I can’t count how many times I have written about this issue in the past, here and on other online forums.
Because this site is mainly about GPS tracking I get a lot of visitors who are highly polarized … for or against the government being able to track citizen’s positions and past movements via cell-phone based GPS or discrete GPS systems that might be in use by the subject of an investigation.
But folks, if you are deeply concerned about privacy and personal freedoms, you better shift the focus of your campaign away from the GPS system and start looking at the original big picture.
We could shut off the GPS in the interest of privacy today and government agencies would still be able to snoop and record tremendous amounts of data on anyone who even turns on their cell phone.

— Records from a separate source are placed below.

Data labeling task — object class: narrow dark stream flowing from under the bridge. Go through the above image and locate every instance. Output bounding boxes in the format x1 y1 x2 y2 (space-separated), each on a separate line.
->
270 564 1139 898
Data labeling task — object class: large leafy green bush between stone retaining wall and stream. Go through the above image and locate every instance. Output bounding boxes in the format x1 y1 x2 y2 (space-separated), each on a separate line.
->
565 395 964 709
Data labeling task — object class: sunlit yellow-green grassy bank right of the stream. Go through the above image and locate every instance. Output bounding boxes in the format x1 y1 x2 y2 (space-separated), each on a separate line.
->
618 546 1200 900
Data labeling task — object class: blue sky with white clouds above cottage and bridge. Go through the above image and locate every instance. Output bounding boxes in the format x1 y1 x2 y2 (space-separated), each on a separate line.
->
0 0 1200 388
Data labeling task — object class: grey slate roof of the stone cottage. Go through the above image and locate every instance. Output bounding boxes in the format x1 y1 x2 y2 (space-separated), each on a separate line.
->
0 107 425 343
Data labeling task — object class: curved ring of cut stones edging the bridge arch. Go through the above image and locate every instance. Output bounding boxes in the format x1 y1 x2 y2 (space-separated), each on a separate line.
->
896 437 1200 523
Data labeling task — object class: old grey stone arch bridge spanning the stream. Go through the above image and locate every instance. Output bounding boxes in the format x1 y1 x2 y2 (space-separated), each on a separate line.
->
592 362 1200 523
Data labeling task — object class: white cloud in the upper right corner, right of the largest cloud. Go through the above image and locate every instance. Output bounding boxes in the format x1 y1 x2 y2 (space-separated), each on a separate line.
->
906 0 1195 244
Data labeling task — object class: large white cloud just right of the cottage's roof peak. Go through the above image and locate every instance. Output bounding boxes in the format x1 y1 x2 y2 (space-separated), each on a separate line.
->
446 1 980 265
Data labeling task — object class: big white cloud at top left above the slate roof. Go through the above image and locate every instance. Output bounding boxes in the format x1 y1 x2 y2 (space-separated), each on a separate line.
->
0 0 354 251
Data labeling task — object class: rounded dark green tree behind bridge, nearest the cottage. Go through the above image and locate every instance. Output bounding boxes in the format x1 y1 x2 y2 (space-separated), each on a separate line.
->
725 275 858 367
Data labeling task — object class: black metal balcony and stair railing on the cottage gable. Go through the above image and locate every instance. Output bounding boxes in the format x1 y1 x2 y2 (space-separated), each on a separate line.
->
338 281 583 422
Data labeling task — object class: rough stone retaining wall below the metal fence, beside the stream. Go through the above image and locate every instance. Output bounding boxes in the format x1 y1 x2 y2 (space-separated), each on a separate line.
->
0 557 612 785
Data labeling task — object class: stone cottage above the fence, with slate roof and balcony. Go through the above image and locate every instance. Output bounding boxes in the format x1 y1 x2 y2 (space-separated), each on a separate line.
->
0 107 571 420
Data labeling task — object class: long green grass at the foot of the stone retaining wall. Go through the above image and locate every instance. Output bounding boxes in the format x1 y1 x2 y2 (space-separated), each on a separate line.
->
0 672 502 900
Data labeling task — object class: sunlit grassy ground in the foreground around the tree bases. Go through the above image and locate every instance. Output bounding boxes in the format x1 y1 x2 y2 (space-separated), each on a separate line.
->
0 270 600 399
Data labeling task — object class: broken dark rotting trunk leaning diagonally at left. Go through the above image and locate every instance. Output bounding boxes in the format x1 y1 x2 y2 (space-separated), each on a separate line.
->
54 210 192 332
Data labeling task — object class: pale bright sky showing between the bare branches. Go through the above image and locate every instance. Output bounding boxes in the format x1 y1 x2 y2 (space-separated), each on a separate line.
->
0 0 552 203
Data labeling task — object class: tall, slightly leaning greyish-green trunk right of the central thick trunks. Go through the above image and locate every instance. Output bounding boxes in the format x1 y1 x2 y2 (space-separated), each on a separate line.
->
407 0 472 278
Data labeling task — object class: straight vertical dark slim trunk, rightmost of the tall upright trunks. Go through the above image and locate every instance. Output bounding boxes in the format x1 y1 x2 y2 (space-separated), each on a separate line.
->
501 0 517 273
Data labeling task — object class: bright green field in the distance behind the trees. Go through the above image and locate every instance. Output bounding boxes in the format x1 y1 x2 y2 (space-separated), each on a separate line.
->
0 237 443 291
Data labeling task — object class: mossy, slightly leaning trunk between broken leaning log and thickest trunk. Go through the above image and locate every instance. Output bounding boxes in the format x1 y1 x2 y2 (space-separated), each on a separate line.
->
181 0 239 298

You don’t have to actually use the cell phone, and your cell phone does not need to be equipped with GPS. “Big Brother” still knows and now he has even more authority to snoop and keep snooping … GPS or no GPS.

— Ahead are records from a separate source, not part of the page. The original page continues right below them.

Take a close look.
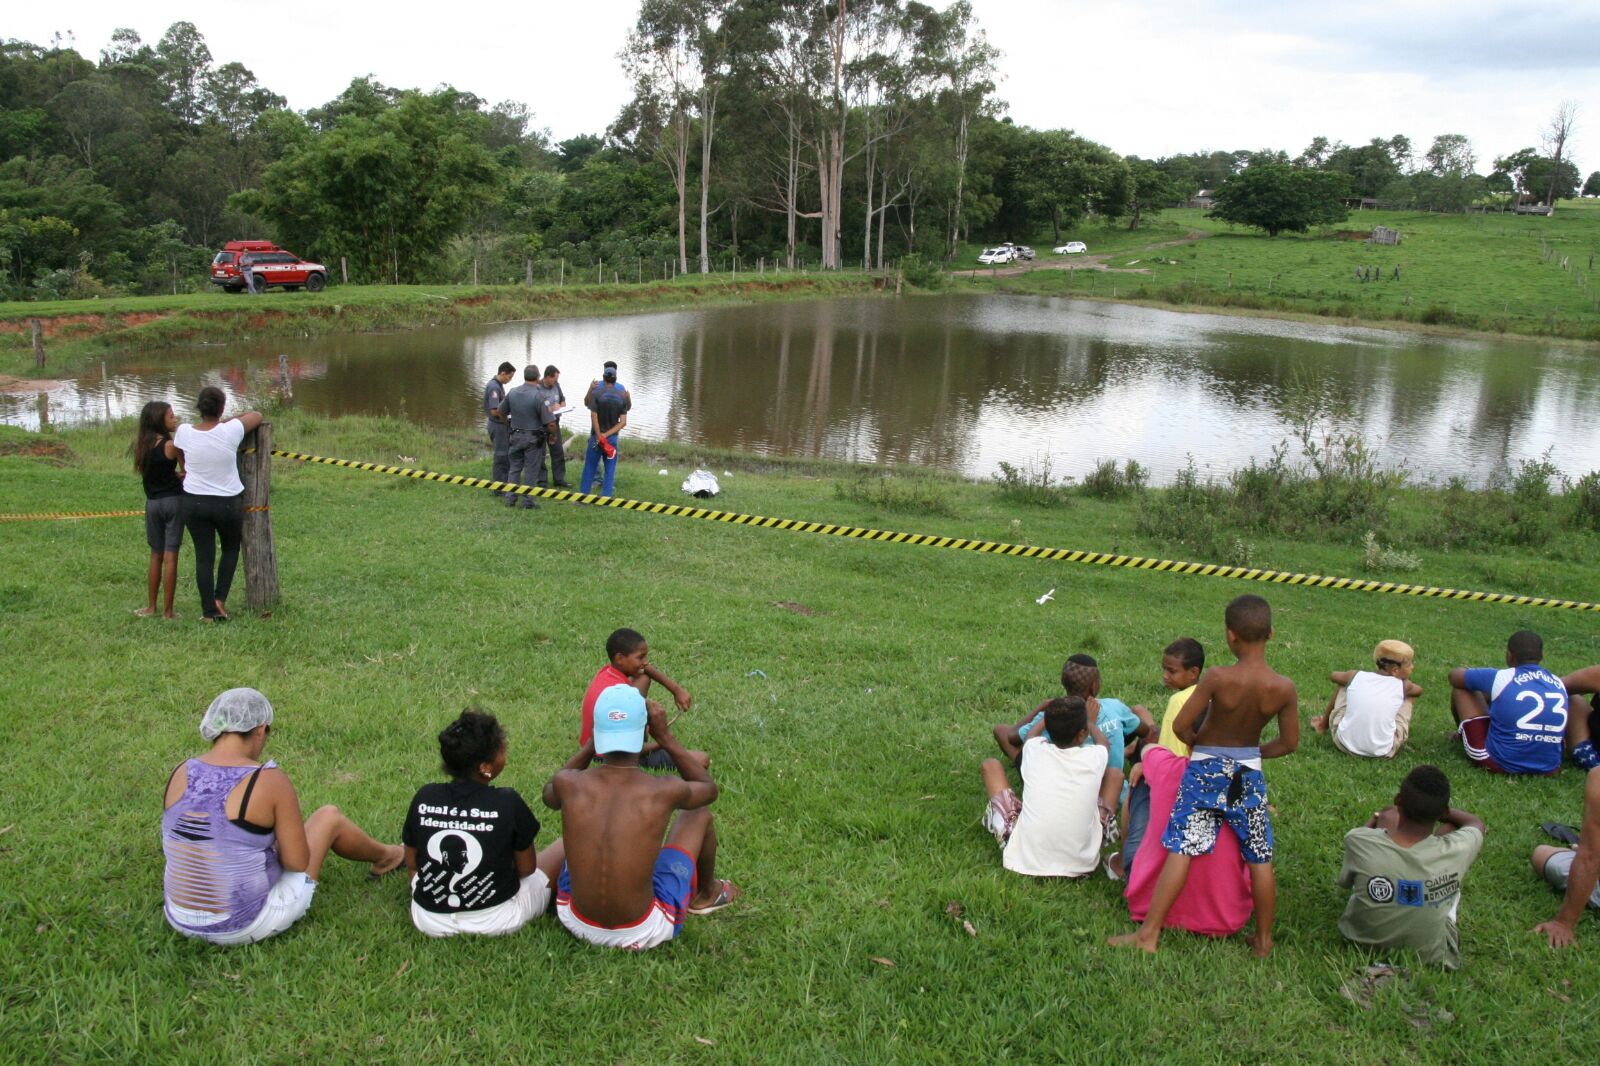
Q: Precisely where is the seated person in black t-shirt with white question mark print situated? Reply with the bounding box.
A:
[400,707,566,936]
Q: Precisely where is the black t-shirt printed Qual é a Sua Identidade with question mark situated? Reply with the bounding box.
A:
[400,781,539,914]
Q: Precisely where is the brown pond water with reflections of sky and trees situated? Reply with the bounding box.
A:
[0,296,1600,482]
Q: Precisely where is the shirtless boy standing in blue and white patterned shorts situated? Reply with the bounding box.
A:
[1107,595,1299,956]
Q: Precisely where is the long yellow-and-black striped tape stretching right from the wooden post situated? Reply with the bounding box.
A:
[272,448,1600,611]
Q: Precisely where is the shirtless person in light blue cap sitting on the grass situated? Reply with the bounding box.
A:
[544,683,739,951]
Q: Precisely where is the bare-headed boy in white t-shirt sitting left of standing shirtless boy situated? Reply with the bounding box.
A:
[982,696,1122,877]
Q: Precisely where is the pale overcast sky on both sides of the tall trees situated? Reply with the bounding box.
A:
[9,0,1600,174]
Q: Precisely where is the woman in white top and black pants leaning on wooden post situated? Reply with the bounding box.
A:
[173,386,261,623]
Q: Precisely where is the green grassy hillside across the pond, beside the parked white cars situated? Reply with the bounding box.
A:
[957,200,1600,339]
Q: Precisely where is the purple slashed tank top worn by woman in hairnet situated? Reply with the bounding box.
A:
[162,759,283,935]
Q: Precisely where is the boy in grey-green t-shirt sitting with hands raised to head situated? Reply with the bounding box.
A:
[1339,765,1483,970]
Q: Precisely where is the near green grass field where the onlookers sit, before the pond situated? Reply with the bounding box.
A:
[0,415,1600,1063]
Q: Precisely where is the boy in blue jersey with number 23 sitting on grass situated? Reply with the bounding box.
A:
[1450,629,1568,773]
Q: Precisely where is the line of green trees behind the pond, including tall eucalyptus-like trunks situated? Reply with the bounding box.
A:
[0,9,1600,299]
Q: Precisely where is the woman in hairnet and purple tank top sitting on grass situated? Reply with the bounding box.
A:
[162,688,405,944]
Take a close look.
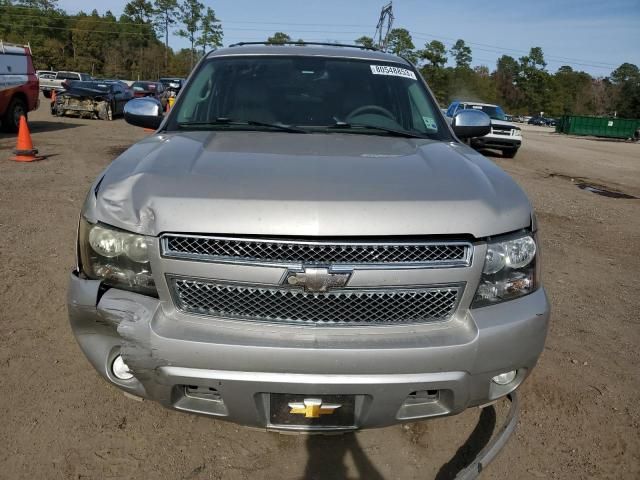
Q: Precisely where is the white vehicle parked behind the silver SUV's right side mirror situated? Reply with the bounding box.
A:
[446,101,522,158]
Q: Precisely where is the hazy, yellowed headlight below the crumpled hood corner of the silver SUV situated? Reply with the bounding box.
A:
[78,218,157,296]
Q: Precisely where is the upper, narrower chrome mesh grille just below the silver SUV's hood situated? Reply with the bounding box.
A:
[162,234,471,266]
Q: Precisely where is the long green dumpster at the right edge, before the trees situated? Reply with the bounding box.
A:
[556,115,640,139]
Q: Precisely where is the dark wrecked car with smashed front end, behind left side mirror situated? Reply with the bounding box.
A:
[51,81,133,120]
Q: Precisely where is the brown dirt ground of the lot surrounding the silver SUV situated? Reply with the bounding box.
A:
[0,99,640,480]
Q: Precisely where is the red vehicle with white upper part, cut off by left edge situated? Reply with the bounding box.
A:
[0,41,40,132]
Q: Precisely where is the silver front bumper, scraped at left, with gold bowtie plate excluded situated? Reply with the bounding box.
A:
[68,274,549,430]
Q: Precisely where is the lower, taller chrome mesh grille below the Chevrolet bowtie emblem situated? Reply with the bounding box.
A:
[169,278,462,325]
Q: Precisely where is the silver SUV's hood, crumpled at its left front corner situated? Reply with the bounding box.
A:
[84,131,531,237]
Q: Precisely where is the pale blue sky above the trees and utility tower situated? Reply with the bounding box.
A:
[59,0,640,76]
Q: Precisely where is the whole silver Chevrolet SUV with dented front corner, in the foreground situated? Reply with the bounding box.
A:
[69,44,549,446]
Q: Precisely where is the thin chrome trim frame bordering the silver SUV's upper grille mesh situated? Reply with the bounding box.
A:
[160,233,473,272]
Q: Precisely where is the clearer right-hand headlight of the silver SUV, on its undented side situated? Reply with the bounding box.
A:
[471,234,538,308]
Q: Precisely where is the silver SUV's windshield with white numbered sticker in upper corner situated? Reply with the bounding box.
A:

A federal appeals court said Tuesday the government may obtain cell-site information that mobile phone carriers retain on their customers without a probable-cause warrant under the Fourth Amendment.
The decision by the 3rd U.S. Circuit Court of Appeals (.pdf) was not, however, an outright Obama administration victory. Lower courts, the three-judge panel wrote, could demand the government show probable cause — the warrant standard — before requiring carriers to release such data to the feds.
The opinion does leaves the privacy issue in a legal limbo of sorts. The standard by which the government can access such records — which can be used in criminal prosecutions — is left to the whims of district court judges. Historical cell-site location information, which carriers usually retain for about 18 months, identifies the cell tower to which the customer was connected at the beginning of a call and at the end of the call.
Lower courts across the country have issued conflicting rulings on the topic and will continue to do so without appellate guidance or congressional action. The Philadelphia-based court was the first appeals court to address the issue.
The Obama administration argued a judge could force a carrier to produce cell-site data on a showing that the information was “relevant and material” to an investigation.